Yakaafi Kembangkan Wakaf Produktif untuk Bantu Kemandirian Pesantren
Namun, pengertian wakaf produktif tampaknya masih belum begitu populer di Indonesia, negeri dengan populasi muslim terbesar dunia.
Penulis: Husein Sanusi
Santrinya sekarang telah mencapai 200 orang. Keuangan Ponpes pun tidak lagi defisit dan menjadi cenderung seimbang antara iuran santri dan dana operasional pesantren.
Untuk mencapai tahap itu, Agus menyerahkan dana wakaf kepada para pengusaha yang amanah.
Dengan begitu, selain pengusaha terbantu meningkatkan omzet, dana wakaf pun menjadi produktif.
Sejauh ini, Ponpes Darul Falah telah menerima suntikan dana bagi hasil dari tiga unit usaha. Di antaranya, dari usaha pabrik sepatu, bengkel, dan asesoris motor.
Agrobisnis di lahan lingkungan Ponpes juga diterapkan. Sebagian lahan ditanami berbagai jenis tanaman seperti lengkuas, terong, dan sejenisnya. Setelah panen, ini semua akan dijual ke pasar.
"Alhamdulillah ini sudah berjalan. Dengan pemasukan ini keuangan pesantren jadi berimbang. Syukur-syukur jadi surplus," katanya.
Dari satu pesantren itulah, Agus tergerak untuk memperluas manfaat wakaf produktif ke pesantren lain.
Kemudian dia bersama beberapa rekannya membentuk Yakaafi. Agus sebagai ketua dewan pembina Yayasan, sedangkan salah satu rekannya, Asep Hendra, sebagai direktur operasional. "Yang kita fokuskan adalah wakaf produktif itu," tutur dia.
Agus menjelaskan, ada dua pola yang digunakan Yakaafi untuk membantu pesantren-pesantren yang belum mandiri secara ekonomi.
Pertama, dana wakaf yang telah dihimpun diserahkan kepada pebisnis yang amanah dan ingin membantu.
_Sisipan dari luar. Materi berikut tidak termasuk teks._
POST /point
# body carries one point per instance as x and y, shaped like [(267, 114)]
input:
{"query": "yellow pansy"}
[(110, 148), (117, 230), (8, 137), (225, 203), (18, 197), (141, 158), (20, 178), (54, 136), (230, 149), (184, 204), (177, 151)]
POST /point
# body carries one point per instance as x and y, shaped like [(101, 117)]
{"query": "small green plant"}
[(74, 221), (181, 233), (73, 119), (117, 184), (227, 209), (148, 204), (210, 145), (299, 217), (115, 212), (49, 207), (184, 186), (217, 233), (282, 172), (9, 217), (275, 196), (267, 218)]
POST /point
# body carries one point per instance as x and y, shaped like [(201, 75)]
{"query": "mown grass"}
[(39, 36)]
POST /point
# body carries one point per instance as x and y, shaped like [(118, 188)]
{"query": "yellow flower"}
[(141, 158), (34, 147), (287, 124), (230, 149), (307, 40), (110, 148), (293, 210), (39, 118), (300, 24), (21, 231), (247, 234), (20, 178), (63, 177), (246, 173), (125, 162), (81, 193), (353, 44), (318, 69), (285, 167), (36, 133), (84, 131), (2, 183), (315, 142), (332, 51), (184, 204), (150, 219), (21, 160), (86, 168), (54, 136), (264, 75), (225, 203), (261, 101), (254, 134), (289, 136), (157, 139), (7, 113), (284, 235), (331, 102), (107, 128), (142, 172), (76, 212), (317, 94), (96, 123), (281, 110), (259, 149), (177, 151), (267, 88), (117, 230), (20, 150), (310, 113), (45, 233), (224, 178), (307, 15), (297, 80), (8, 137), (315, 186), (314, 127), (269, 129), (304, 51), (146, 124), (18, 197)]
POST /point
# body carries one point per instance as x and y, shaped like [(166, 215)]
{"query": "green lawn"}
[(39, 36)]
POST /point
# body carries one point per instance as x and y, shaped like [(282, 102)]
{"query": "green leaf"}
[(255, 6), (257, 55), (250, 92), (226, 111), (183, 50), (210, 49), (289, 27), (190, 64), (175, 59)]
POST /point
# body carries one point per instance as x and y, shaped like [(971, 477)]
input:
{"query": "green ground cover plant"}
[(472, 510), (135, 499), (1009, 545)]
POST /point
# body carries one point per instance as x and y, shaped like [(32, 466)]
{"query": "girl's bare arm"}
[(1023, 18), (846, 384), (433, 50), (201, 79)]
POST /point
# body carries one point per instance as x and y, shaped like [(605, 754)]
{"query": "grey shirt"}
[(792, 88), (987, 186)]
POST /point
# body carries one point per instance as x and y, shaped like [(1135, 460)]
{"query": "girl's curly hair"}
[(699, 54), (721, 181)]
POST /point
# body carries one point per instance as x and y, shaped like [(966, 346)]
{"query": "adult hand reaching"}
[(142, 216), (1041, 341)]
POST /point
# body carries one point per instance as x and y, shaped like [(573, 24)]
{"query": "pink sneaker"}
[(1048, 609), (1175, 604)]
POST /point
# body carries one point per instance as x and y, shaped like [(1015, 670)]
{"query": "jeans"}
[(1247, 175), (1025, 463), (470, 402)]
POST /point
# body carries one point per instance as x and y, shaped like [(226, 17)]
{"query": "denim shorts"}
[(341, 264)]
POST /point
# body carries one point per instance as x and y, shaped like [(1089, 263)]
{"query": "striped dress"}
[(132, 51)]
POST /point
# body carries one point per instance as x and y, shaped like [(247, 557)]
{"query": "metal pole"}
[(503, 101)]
Setelah ada selisih keuntungan dari dana yang diwakafkan itu, barulah disalurkan ke pesantren yang memang membutuhkan. "Jadi wakafnya sekali, hasilnya berkali-kali, mengalir setiap bulan," katanya.
Pola kedua yaitu dengan menggali potensi pesantren. Setiap pesantren memiliki potensi dan karakternya masing-masing berdasarkan letak geografis.
Yakaafi ikut berupaya menemukan bisnis yang cocok dijalankan oleh suatu pesantren berdasarkan potensi yang dimiliki. Setelah ketemu, kemudian mencari orang yang tepat untuk mengelola bisnis tersebut.
"Makanya, sejak awal, pesantren-pesantren itu dibimbing untuk belajar membuat bussiness plan. Kemudian dananya kita gulirkan, kita awasi, monitor. Jadi manfaatnya, pertama, mereka dibimbing untuk belajar bisnis, jadi tidak dilepas supaya terus berjalan. Kedua, kita juga berikan modal dari dana wakaf," tuturnya.
Pada pola kedua ini, pesantren telah diingatkan di awal bahwa pada akhirnya dana wakaf yang dikucurkan ini harus kembali ke yayasan sehingga manfaatnya juga bisa dirasakan pesantren-pesantren yang lain.